MLRI and Greater Boston Legal Services lead the Campaign to Lift the Cap on Kids
Approximately 8,900 children living in poverty in the Commonwealth are denied welfare benefits from the state simply because they were born after their family began receiving benefits. This is an effect of the Massachusetts’ “Cap on Kids” policy, which the Campaign to Lift the Cap on Kids – led by Massachusetts Law Reform Institute and Greater Boston Legal Services – are working to see changed.
The Campaign to Lift the Cap on Kids is raising awareness about the need to Lift the Cap on Kids, supporting legislation, currently pending in the Massachusetts State Legislature. Bills in the House (H.85) and Senate (S.34) have 83 cosponsors, led by State Senator Sal DiDomenico and State Representative Marjorie Decker.
The campaign has hosted a number of events to raise awareness about the policy’s harmful effects. On October 26th, the Campaign held a “Caps and Mittens” event at the State House, where they collected hundreds of donated winter caps and mittens for children and families in need. Besides not getting a welfare benefit of $100 a month, children who are excluded by the Cap on Kids also do not receive the $300 per year clothing allowance that is paid for other children in the family when receiving welfare benefits. With winter approaching, the need for winter coats, hats, and gloves is an additional cost that is often out of reach for low-income families. All donated items were given to Cradles to Crayons and the Home for Little Wanderers to be distributed to children and families in need.
On Monday, October 30, State Representative Carlos Gonzalez, a co-sponsor of the Bill to Lift the Cap on Kids, joined with other bill co-sponsors Representative Jose Tosado and Representative Bud Williams to host a Speak Out! Event in Springfield against the Cap on Kids. Campaign members and representatives from local organizations participated in the event. Leaders worked with families affected by the Cap on Kids to open up dialogue about the harmful effects on children.
Earlier this year, in May, the Campaign hosted “Diaper Day” at the State House, which raised awareness of the Cap on Kid’s harmful effects, and also resulted in the donation of over 9,000 diapers to be dispersed among low-income families. For many families living under the cap, diapers can be a difficult expense as well.
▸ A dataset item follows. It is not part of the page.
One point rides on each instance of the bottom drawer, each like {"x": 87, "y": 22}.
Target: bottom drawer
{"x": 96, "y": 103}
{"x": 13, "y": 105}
The Campaign’s efforts are critical. Massachusetts is one of only 17 states that still has a Cap on Kids. Massachusetts welfare benefits generally go up by about $100 a month as family size increases. Currently, the basic grant for a family of two with no income is $478 a month, and for a family of three, it is $578 a month. However, if a family of three has a child excluded by the Cap on Kids, they receive only $478 a month— a cut of 17 percent.
There is no evidence that welfare recipients have additional children to get a small increase in their families’ grants. Lifting the Cap on Kids would mean an additional $100 per month for families currently “under the family cap,” and it could make a difference in helping them pay for basic necessities, including diapers, winter clothes, and supplies..
The statewide coalition working to Lift the Cap on Kids has the support of over 100 agencies and organizations in Massachusetts. With the support of these organizations and citizens of the Commonwealth, the Campaign to Lift the Cap on Kids can change the lives of thousands of children and families.